“FF” #1 looked to be the wildest book of the Marvel NOW! line up: Matt Fraction and Michael Allred on a crazy new science team for the Fantastic Four world. It was one of those books that was either going to be too good to be true or belly flop hard. Unfortunately, this issue doesn’t give much of an indicator either way except to leave worry it’s not off to a dazzling start — not that it feels like it’s started yet.
This issue establishes the team. We already know this FF team, tasked with four minutes to take over the reins Reed Richards usually holds so tightly, comprises of Ant-Man (Scott Lang), She-Hulk, Medusa and the newly coined Ms Thing (Darla Deering). “FF” #1 sees different members of the Fantastic Four seek them out and ask them to be their personal replacement – brains, muscle, heart and a certain je ne sais quoi. Interspersed through the issue are video clips of the young Future Foundation members talking to Ant-Man about the FF. It’s a lot of talking, some character moments through dialect and action, but very little in the way of plot or anything to make this issue memorable. In effect, what Fraction and Allred present are character portraits in motion. While they’re relatively well executed, they don’t make for an engaging story of any kind.
“FF” does dovetail nicely with the #1 issue of “Fantastic Four,” but both titles have sadly suffered from a failure to launch. They’re well made pages that add up to very little. It is unfortunate that Fraction is tasked with introducing such a large cast. The many inhabitants of the Baxter Building clog the flow and mean the two books don’t feel like they’ll launch until the next issue.

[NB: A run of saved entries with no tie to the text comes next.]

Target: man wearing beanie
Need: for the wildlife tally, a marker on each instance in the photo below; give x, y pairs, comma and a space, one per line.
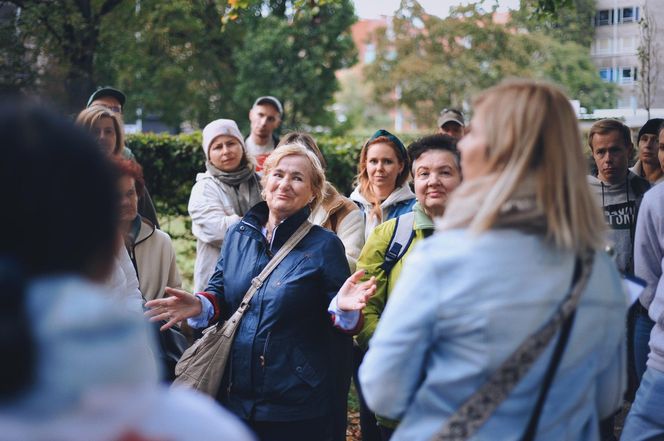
645, 417
221, 196
648, 166
114, 100
265, 117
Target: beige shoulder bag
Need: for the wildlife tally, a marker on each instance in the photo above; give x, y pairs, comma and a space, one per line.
202, 365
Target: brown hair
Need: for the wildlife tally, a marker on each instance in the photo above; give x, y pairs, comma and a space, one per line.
317, 174
127, 167
604, 126
89, 116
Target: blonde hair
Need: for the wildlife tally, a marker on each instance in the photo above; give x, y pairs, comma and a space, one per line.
532, 131
362, 179
89, 116
316, 172
306, 140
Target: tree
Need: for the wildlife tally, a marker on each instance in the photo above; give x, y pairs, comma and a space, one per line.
65, 34
444, 62
190, 60
295, 58
565, 24
649, 59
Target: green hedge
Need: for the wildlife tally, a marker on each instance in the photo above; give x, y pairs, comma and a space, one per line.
171, 162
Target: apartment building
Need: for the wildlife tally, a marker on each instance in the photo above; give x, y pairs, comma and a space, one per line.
618, 37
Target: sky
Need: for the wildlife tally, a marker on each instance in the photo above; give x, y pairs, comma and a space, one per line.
376, 8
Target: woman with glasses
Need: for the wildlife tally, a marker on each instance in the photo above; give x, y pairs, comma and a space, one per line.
227, 189
519, 250
108, 129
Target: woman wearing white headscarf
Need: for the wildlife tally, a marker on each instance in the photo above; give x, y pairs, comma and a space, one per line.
222, 195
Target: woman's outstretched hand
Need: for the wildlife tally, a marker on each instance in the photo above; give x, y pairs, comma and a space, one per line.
179, 305
354, 294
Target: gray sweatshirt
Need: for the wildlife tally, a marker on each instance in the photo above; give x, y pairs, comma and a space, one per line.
648, 263
620, 203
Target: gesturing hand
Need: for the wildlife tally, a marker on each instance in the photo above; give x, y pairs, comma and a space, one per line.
178, 306
354, 294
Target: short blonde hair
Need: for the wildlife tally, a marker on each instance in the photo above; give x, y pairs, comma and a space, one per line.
316, 172
531, 130
362, 178
89, 116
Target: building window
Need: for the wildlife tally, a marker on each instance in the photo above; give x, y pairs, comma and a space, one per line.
603, 46
627, 75
604, 17
628, 44
629, 15
369, 53
606, 74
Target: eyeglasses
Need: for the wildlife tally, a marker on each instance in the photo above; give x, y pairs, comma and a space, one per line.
114, 109
458, 112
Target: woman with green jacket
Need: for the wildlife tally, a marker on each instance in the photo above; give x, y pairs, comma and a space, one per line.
436, 173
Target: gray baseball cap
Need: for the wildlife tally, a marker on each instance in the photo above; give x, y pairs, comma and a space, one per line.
270, 100
450, 115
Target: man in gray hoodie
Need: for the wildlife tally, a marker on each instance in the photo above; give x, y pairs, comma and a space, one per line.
645, 418
617, 189
619, 192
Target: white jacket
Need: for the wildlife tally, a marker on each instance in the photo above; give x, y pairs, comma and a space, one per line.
96, 379
122, 284
342, 216
211, 214
391, 207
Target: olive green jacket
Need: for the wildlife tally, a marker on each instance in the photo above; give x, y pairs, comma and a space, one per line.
370, 260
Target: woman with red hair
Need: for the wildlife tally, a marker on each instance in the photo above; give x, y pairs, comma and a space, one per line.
151, 250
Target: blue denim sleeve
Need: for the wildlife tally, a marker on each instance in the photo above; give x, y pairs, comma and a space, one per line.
203, 319
216, 283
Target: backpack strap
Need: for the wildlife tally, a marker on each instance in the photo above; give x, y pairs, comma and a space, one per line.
402, 237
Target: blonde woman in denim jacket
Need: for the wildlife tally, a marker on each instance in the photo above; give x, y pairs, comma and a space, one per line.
496, 273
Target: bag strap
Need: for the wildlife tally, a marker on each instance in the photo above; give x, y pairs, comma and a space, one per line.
531, 429
257, 282
402, 237
474, 412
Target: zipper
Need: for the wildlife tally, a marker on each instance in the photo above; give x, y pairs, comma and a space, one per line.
230, 377
262, 358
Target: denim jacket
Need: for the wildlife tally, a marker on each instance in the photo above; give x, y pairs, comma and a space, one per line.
462, 305
283, 363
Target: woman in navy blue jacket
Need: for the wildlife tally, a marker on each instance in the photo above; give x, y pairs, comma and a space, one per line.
283, 374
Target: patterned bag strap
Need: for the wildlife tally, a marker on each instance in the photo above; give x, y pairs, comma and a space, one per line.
257, 282
477, 409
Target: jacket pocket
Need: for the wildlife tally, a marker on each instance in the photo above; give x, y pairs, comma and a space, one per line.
303, 369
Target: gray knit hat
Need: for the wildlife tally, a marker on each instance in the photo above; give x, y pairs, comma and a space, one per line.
220, 127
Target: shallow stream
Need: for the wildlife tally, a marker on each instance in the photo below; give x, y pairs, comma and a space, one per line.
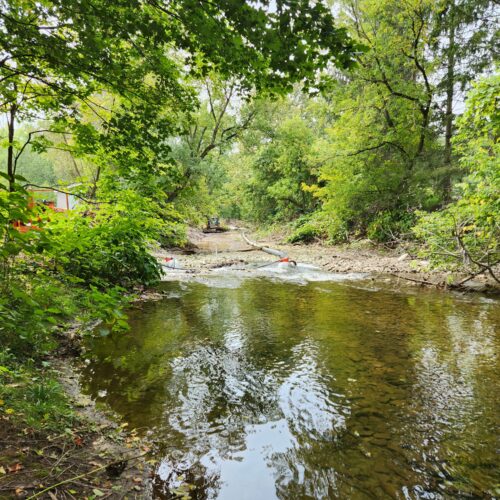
258, 388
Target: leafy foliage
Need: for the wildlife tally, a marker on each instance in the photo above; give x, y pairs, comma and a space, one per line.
467, 232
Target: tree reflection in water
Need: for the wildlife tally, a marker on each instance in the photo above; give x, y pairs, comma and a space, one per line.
276, 390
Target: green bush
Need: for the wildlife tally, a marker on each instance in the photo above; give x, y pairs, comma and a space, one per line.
306, 229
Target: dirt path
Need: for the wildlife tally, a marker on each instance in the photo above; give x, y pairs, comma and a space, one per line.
216, 250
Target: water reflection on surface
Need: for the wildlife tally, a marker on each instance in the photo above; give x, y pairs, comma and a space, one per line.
322, 390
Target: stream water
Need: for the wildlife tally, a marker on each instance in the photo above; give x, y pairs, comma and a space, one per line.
260, 389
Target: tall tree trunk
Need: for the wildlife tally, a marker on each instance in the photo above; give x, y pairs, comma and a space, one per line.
450, 89
11, 172
450, 94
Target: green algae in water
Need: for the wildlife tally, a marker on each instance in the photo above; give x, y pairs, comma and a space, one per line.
261, 390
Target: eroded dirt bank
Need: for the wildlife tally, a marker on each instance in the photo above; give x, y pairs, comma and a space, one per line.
215, 250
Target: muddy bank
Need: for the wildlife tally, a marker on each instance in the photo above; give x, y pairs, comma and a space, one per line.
209, 251
91, 456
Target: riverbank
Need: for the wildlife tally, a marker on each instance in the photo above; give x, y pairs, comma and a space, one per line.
216, 250
56, 443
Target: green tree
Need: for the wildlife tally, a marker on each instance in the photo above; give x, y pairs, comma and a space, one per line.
466, 234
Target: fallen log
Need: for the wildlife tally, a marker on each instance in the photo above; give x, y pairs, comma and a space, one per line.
271, 251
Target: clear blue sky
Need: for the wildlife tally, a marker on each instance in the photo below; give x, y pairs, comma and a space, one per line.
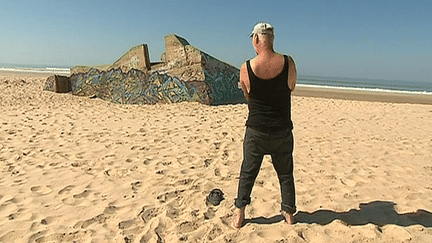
360, 39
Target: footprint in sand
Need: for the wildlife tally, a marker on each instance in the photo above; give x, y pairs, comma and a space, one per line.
41, 190
66, 189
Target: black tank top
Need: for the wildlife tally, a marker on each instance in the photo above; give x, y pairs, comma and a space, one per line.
269, 100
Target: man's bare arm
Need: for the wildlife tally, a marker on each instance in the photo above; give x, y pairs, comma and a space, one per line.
292, 74
244, 81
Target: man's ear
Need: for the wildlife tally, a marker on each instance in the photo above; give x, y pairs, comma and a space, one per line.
256, 39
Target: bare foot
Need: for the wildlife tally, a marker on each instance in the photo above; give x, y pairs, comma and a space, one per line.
289, 218
239, 218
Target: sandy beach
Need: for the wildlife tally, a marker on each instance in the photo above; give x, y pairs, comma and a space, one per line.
75, 169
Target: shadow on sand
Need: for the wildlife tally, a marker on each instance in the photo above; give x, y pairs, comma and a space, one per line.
379, 213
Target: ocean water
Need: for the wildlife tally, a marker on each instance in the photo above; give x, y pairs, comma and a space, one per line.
379, 85
398, 86
32, 68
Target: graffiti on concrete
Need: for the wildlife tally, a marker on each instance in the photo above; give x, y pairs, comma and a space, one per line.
136, 87
185, 74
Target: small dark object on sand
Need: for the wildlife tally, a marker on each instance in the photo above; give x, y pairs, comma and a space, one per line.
215, 197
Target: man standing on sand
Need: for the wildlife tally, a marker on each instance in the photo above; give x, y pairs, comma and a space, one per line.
267, 82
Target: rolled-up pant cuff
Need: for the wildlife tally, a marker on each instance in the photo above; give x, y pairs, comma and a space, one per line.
241, 203
288, 209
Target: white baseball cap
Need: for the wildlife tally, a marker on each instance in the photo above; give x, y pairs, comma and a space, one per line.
262, 28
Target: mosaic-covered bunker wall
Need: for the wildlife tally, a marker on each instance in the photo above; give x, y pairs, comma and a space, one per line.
184, 74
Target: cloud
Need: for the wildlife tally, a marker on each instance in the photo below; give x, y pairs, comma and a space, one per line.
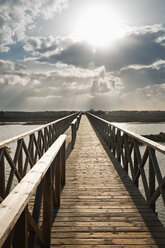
151, 97
18, 16
157, 65
138, 47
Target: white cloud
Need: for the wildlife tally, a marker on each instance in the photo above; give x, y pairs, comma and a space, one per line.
157, 65
151, 97
17, 16
45, 90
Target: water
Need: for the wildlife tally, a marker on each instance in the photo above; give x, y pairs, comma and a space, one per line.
143, 128
9, 131
146, 129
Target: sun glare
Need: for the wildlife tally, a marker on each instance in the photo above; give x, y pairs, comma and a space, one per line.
99, 26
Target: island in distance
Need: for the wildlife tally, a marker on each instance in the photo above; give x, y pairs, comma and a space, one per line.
42, 117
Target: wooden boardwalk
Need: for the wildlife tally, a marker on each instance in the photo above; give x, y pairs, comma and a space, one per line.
100, 207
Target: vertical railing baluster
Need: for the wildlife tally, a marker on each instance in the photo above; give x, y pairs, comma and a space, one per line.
47, 208
63, 164
21, 231
20, 158
151, 182
135, 163
58, 180
2, 173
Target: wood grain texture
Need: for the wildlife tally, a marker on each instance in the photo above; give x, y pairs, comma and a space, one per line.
100, 206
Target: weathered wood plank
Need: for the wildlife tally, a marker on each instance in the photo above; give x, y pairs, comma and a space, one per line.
100, 206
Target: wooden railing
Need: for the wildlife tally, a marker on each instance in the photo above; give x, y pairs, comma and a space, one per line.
26, 213
27, 149
74, 126
141, 164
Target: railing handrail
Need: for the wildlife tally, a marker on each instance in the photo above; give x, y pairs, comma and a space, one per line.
18, 137
146, 141
14, 204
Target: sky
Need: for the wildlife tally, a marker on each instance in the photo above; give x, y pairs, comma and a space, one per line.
81, 55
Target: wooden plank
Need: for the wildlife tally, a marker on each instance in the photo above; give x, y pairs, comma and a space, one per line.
14, 204
100, 205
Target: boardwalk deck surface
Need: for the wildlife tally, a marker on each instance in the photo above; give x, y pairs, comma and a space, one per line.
100, 207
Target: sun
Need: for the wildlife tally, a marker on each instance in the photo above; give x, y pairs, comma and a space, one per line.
99, 26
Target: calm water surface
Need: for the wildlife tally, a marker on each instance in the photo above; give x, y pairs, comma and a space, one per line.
9, 131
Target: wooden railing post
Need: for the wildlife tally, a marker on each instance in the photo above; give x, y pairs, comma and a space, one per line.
20, 158
21, 231
58, 179
47, 208
2, 174
151, 182
63, 164
73, 127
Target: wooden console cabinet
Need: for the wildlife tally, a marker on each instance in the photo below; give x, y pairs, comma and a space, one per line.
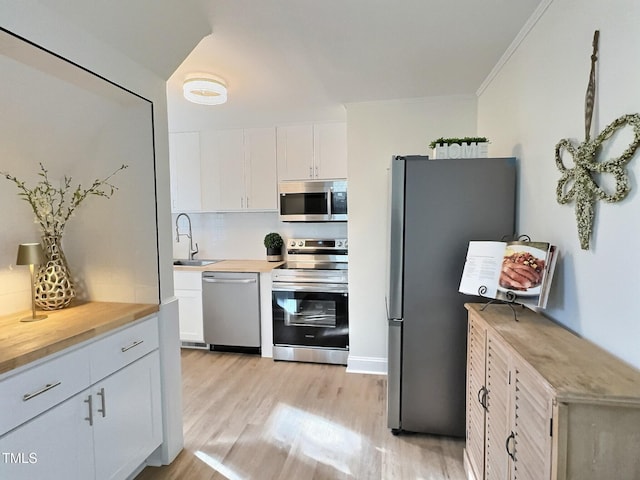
543, 403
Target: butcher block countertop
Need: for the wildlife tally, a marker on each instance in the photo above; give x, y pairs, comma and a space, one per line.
24, 342
242, 266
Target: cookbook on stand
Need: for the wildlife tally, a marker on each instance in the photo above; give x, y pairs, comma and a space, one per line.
514, 272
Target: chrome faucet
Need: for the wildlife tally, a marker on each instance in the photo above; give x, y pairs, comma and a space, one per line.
189, 235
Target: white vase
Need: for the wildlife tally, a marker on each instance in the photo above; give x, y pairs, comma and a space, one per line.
54, 288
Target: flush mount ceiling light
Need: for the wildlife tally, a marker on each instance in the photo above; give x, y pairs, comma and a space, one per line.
204, 89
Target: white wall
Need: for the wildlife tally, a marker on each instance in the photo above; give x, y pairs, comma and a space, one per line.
376, 131
536, 99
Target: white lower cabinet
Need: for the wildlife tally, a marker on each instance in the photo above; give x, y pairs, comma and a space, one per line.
127, 425
188, 291
56, 444
106, 430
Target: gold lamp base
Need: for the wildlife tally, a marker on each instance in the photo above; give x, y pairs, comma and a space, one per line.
33, 318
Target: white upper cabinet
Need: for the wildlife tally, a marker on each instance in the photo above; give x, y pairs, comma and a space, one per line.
330, 150
184, 161
261, 179
316, 151
239, 170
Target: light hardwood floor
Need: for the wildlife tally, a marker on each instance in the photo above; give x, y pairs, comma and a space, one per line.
247, 417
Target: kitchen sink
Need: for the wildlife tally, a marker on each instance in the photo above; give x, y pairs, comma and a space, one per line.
194, 263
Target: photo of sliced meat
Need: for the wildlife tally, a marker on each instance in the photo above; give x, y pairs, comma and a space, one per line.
521, 271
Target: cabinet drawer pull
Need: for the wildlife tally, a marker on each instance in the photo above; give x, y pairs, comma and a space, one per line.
482, 397
134, 344
48, 386
102, 410
89, 400
508, 446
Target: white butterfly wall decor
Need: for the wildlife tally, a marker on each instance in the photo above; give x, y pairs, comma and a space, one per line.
578, 183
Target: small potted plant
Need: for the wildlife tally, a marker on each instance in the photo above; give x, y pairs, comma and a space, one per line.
273, 242
466, 147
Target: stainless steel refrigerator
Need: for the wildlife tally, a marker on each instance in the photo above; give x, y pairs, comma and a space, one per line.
437, 207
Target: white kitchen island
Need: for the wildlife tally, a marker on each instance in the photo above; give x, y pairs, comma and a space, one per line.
80, 392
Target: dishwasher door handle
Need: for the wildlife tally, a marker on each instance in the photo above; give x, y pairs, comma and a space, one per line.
228, 280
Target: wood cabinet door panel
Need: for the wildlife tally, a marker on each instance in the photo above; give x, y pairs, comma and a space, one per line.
498, 408
476, 352
532, 425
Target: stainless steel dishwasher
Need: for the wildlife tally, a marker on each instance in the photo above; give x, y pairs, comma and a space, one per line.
231, 310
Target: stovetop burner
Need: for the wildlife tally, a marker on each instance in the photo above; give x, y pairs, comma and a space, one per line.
295, 265
314, 260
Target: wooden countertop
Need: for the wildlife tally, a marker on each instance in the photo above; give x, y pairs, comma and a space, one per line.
574, 367
24, 342
242, 266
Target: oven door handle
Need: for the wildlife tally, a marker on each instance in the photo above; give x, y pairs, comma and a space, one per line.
309, 287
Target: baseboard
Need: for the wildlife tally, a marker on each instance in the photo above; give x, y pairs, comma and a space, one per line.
368, 365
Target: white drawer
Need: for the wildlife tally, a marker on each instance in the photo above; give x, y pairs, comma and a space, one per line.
187, 280
123, 347
32, 391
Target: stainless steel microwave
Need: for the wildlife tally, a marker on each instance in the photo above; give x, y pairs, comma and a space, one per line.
313, 201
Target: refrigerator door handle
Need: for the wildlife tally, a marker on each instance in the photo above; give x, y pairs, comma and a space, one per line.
394, 374
396, 237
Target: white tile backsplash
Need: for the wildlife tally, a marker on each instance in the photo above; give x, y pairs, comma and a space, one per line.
241, 235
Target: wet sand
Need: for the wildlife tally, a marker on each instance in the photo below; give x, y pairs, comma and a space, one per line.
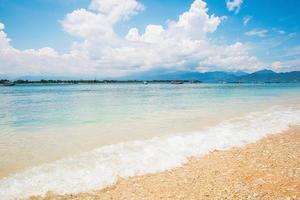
268, 169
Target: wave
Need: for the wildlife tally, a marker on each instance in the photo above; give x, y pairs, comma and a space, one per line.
103, 166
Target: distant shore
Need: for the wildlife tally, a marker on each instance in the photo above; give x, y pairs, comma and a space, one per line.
268, 169
6, 82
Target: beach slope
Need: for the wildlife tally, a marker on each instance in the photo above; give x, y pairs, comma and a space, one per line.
268, 169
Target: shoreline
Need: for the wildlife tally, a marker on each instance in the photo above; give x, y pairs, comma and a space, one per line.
266, 169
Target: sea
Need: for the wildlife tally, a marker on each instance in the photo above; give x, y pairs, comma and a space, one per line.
81, 137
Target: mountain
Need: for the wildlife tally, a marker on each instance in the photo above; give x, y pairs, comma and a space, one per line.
208, 77
262, 76
265, 71
268, 76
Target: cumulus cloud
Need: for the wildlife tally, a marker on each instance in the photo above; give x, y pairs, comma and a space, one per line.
234, 5
182, 44
257, 32
246, 20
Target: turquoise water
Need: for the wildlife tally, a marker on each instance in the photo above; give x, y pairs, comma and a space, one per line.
32, 107
76, 138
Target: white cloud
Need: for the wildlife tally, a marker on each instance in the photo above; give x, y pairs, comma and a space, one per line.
1, 26
181, 44
246, 20
257, 32
234, 5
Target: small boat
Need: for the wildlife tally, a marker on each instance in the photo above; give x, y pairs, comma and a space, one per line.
176, 82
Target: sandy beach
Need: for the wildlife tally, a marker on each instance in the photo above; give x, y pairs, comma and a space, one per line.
267, 169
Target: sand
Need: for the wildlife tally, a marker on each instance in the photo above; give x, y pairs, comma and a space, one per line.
268, 169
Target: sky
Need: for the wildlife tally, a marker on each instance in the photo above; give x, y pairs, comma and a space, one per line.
114, 38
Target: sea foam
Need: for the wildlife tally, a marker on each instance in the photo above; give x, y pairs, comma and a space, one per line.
103, 166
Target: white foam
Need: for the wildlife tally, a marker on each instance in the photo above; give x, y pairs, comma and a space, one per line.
103, 166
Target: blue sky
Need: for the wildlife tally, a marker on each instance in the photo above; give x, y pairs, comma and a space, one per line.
270, 37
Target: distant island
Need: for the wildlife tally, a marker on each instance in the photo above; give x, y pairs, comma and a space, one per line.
6, 82
179, 77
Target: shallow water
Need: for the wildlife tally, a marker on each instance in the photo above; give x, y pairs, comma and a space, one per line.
43, 123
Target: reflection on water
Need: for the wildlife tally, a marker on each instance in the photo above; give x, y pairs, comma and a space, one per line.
42, 123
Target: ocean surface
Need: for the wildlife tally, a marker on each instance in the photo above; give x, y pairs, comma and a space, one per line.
73, 138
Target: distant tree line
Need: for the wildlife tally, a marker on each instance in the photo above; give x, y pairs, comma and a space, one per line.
4, 81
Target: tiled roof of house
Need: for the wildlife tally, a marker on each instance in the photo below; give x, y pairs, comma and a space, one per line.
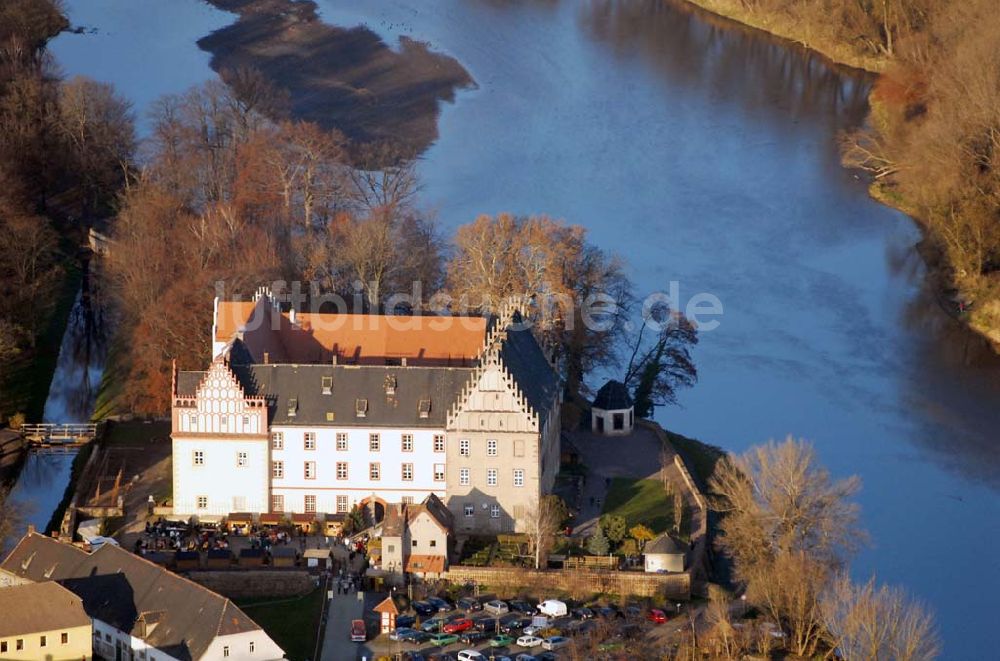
169, 612
37, 607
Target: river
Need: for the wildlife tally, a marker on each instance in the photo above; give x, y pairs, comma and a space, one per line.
704, 154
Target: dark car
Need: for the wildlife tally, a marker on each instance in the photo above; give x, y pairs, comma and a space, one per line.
488, 624
472, 637
424, 608
469, 604
440, 604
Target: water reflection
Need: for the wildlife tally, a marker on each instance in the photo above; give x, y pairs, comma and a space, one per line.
706, 53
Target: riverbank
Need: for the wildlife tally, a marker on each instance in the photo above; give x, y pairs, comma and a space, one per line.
339, 78
949, 293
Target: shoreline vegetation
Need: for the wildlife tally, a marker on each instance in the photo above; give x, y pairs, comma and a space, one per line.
930, 149
345, 79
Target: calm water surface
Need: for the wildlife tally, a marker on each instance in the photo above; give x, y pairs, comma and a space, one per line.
704, 155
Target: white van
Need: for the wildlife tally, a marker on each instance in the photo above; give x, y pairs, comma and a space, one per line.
553, 608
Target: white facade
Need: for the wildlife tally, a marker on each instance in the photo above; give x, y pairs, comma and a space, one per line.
316, 467
220, 449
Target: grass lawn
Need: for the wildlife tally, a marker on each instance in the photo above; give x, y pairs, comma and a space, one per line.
639, 501
291, 623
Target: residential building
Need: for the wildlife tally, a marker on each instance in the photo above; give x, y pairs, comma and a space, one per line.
317, 413
415, 538
137, 609
43, 621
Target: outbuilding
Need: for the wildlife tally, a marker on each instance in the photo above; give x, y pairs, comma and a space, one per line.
612, 413
665, 554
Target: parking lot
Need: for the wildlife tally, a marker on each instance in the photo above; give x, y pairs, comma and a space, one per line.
515, 630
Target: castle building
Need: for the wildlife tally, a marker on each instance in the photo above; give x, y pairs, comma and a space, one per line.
316, 413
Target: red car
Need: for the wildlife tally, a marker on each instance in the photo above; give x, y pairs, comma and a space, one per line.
458, 626
656, 616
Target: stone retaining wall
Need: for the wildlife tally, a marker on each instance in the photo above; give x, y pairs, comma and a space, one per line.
576, 583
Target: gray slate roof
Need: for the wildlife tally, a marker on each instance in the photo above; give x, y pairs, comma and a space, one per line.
613, 396
527, 363
122, 588
665, 545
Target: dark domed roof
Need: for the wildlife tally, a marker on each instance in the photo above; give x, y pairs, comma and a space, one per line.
613, 396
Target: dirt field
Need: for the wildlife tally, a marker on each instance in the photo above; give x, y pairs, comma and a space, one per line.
345, 79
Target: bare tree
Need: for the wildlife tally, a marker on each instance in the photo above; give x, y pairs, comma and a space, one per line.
542, 521
866, 621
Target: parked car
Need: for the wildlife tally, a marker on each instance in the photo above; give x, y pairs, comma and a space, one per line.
656, 616
496, 607
469, 604
431, 625
443, 639
529, 641
553, 608
424, 608
472, 637
488, 624
400, 633
501, 640
457, 626
440, 604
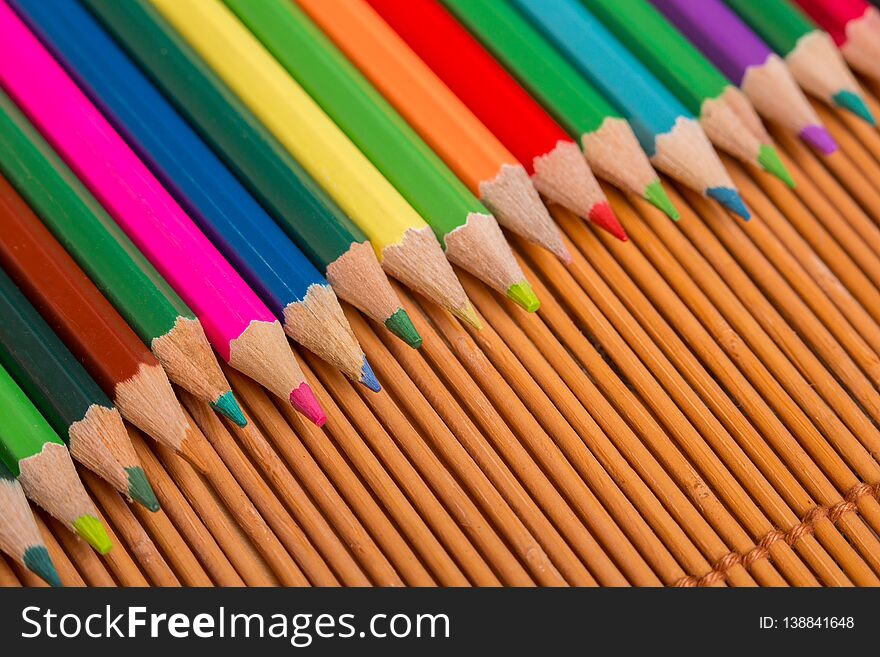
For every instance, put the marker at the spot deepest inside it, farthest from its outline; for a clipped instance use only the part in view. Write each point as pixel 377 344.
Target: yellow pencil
pixel 404 243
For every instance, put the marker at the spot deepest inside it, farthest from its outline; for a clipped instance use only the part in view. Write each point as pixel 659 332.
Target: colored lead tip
pixel 855 104
pixel 91 529
pixel 469 315
pixel 401 325
pixel 602 215
pixel 37 560
pixel 730 199
pixel 819 138
pixel 369 379
pixel 656 195
pixel 139 489
pixel 303 399
pixel 524 296
pixel 227 405
pixel 769 160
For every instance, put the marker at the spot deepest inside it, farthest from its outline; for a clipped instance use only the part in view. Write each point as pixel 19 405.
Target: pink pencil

Michael Allred’s art is pretty in an almost design sense. With the aid of Laura Allred’s colors, this book looks like pop art brought to the superhero world. This is the Allred M.O. but it’s hard to see if it’ll match this book. Readers can’t determine the tone Fraction plans for the series in this issue. So far, we know Allred draws an extremely pretty She-Hulk. The creative team looks up to the task, but readers will have to wait for the next issue to know with any certainty.
“FF” #1 isn’t a bad book, it’s just not much of an issue. An installment of conversations might work if it were doing more than setting up the established status quo many fans already know through familiarity with the promotional material for the series. Perhaps someone coming to the title completely fresh will have a different experience, but all I could do was walk away from it hoping the next issue actually starts the title.